This question will be asked millions, if not billions, of times today. It has now been nine years since we were attacked by evil.
I have friends who were stranded in Las Vegas as a result of the terrorist attacks and friends who were serving religious missions across the water from the WTC and were unaware.
The date was a pivotal moment in my political identity and awareness.
Until that day I didn’t really care. I watched the news when big scary events happened, like Union Carbide, Chernobyl, WACO and Oklahoma City. I’d lived through the WTO riots and the Seattle (Nisqually) Earthquake a year later. I’d had nightmares my entire life of planes falling from the sky. I never really cared about anything politically, though.
I thought I cared. I pretended to care. I jokingly plastered my Jr. High with home-made posters of an unpopular President. I joined Amnesty International when I was in high school because all the cool and weird girls were involved. I joined PETA. I read all the WWF brochures, and was “anti war” enough not to join the military when I was old enough, despite it being my childhood dream.
On 9/11 I was living in sin with my feminist hippie girlfriend. Her man-hating friends were Caucasian Buddhist bike-riding bisexual women, one of which was a political activist who worked for the green party. I bought into a lot of their beliefs and was quite the raging liberal myself at one point, though firsthand experience during the WTO riots in Seattle had begun to erode my faith in the faithless.
The night of 9/10 I began watching several videocassettes of the television show, The X Files. I couldn’t sleep, partly because we were starving and partly because I was stressed out about some things, so I watched all night and into the morning.
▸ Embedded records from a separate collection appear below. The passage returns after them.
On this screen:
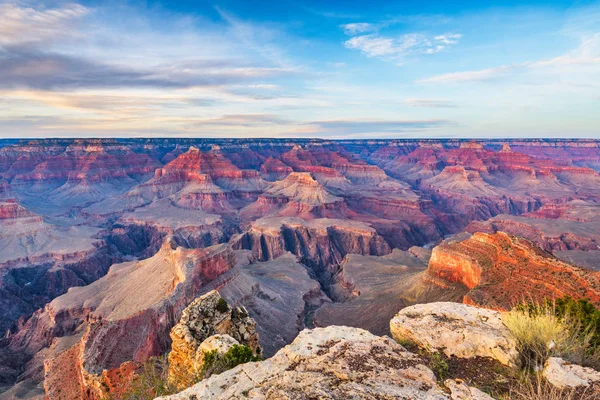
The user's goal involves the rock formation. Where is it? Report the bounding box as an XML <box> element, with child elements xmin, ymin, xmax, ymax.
<box><xmin>157</xmin><ymin>327</ymin><xmax>449</xmax><ymax>400</ymax></box>
<box><xmin>390</xmin><ymin>303</ymin><xmax>519</xmax><ymax>366</ymax></box>
<box><xmin>427</xmin><ymin>232</ymin><xmax>600</xmax><ymax>309</ymax></box>
<box><xmin>0</xmin><ymin>138</ymin><xmax>600</xmax><ymax>398</ymax></box>
<box><xmin>169</xmin><ymin>290</ymin><xmax>260</xmax><ymax>388</ymax></box>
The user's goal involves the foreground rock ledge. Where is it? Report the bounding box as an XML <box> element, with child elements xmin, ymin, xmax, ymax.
<box><xmin>155</xmin><ymin>326</ymin><xmax>450</xmax><ymax>400</ymax></box>
<box><xmin>390</xmin><ymin>302</ymin><xmax>519</xmax><ymax>367</ymax></box>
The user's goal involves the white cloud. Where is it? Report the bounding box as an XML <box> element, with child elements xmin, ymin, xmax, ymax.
<box><xmin>434</xmin><ymin>33</ymin><xmax>462</xmax><ymax>44</ymax></box>
<box><xmin>405</xmin><ymin>99</ymin><xmax>457</xmax><ymax>108</ymax></box>
<box><xmin>340</xmin><ymin>22</ymin><xmax>376</xmax><ymax>36</ymax></box>
<box><xmin>416</xmin><ymin>32</ymin><xmax>600</xmax><ymax>84</ymax></box>
<box><xmin>0</xmin><ymin>3</ymin><xmax>90</xmax><ymax>46</ymax></box>
<box><xmin>417</xmin><ymin>66</ymin><xmax>514</xmax><ymax>84</ymax></box>
<box><xmin>344</xmin><ymin>33</ymin><xmax>462</xmax><ymax>61</ymax></box>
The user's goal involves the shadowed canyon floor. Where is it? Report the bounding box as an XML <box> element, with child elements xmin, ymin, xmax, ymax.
<box><xmin>0</xmin><ymin>139</ymin><xmax>600</xmax><ymax>399</ymax></box>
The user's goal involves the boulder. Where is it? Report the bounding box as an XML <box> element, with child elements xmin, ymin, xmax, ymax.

Sometime around 6am the VHS tape stopped and began to rewind. When it stopped, the VCR switched to television, which happened to be on a national news channel. The news was airing footage of a large building burning, and said an aircraft had flown into it. Someone suggested a navigational error, but it still seemed suspicious. As I was watching the live feed, wondering myself what may have happened, I glanced up to see a second aircraft fly into the building. At that moment I, like most Americans watching the drama unfold, knew it was not an accident and something terrible and life-altering was about to unfold.
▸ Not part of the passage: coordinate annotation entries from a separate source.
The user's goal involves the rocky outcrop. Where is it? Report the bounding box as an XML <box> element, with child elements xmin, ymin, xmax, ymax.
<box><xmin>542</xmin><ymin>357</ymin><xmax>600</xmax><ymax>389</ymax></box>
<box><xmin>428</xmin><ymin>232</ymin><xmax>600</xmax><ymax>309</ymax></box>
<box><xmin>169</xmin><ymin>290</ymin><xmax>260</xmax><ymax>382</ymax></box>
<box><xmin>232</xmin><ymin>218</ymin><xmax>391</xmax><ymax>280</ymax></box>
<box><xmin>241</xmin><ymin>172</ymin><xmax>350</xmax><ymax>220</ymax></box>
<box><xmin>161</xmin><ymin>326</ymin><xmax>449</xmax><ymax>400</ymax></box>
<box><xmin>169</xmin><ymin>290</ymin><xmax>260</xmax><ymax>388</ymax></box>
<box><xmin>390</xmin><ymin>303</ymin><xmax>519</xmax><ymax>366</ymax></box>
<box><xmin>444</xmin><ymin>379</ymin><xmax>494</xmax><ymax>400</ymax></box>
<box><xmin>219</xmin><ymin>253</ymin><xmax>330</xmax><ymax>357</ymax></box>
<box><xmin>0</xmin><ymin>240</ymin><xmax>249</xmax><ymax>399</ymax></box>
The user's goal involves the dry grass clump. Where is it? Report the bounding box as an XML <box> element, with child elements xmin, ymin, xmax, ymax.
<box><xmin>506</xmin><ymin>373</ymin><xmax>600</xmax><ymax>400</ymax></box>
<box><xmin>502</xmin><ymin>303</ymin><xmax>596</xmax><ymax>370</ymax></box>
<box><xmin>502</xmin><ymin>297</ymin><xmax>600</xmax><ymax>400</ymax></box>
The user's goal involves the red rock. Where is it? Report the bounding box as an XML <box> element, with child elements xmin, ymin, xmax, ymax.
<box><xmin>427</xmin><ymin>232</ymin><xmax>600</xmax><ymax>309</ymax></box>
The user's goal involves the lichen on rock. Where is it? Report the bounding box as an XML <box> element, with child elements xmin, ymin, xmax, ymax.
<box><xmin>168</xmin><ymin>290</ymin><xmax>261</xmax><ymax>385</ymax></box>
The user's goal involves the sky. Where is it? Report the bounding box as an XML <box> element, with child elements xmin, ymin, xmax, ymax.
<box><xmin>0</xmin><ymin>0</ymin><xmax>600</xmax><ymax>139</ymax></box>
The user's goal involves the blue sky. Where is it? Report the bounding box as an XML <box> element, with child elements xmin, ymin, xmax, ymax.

I remember repeating “no … no … no … no …” over and over. Eventually my girlfriend woke up and I told her what was going on. When they mentioned later in the morning that Osama Bin Laden may be involved, I’d never heard of him, but she rattled off a whole history (which, of course, included the whole “we trained him” bit in verbal boldface).
I couldn’t sleep that morning, and I was glued to the television and internet all day. In the late afternoon we were scheduled to work at a car-parts store (think NASCAR, confederate flags, etc) with our Sikh supervisor and his brother and cousins. Though I knew they were good people, I was a little worried about going somewhere with a crowd of bearded guys who were wearing turbans on a day when much of America was in shock and anger over what was already being viewed as a “Muslim” attack.
While working we were almost all silent. I think they knew we were uncomfortable, because it was one of them who brought up the attacks. We all started talking, and they told us that an organization they belonged to was going to set up an emergency blood drive and they would be donating blood.
That whole day was strange and “off”, in part because of the national shock and in part because I had not slept. The following weeks and months were also strange to me. For a few days no aircraft were permitted to fly. I remember looking out over Seattle and Puget Sound, seeing the sky silent and still. I looked out there often, thinking about how Native Americans of a couple hundred years before might have seen the landscape. I looked out there in the mornings and evenings when the jets began making their patrols, circling the area. It was strange.
Our laundry room had a table where people would leave junk for others to take. I found an aircraft scanner there shortly after the attacks, and began using it to listen to air traffic. I found myself on edge, constantly aware of my surroundings. In my morning commute I would run under the Space Needle to the bus stop, and I remember so many mornings wondering if someone was going to set a bomb off at that symbol as I ran by. Stupid, I know, but I was still part-liberal, and subject to paranoia and conspiracy. I quit taking the monorail. I started to look at all foreigners suspiciously.
The conspiracies started almost immediately. Green Party girl called to say the attacks were orchestrated by George Bush so we could go to war and make his friends rich over oil. I thought that was ridiculous – an extension of the “the election was rigged” conspiracy – and began listening to his speeches to see if he was as dumb as people said.
When I realized he wasn’t – that he was sincere and just as concerned as the rest of America – I began moving away from the dark side and into the light. When I got a job the following month I began listening to talk radio on my walkman during the long bus commutes.
Over time, having this curious and open mind has allowed me to see many facets to political issues, where previously I was only motivated by the prideful aspect of liberalism (“we’re smarter than you are/ we know what’s REALLY going on”). I see so clearly now that some people are humble and realistic while others are proud and march behind stolen concepts and abused values like “free speech” and “diversity”.
9/11 changed the way I look at the world. I think it did that for a lot of people. I hope everyone can remember that day and how they felt before the political vultures arrived. It was a real event. We were really attacked by a corrupt ideology on American soil. Lives really were lost. It was not an “inside job”.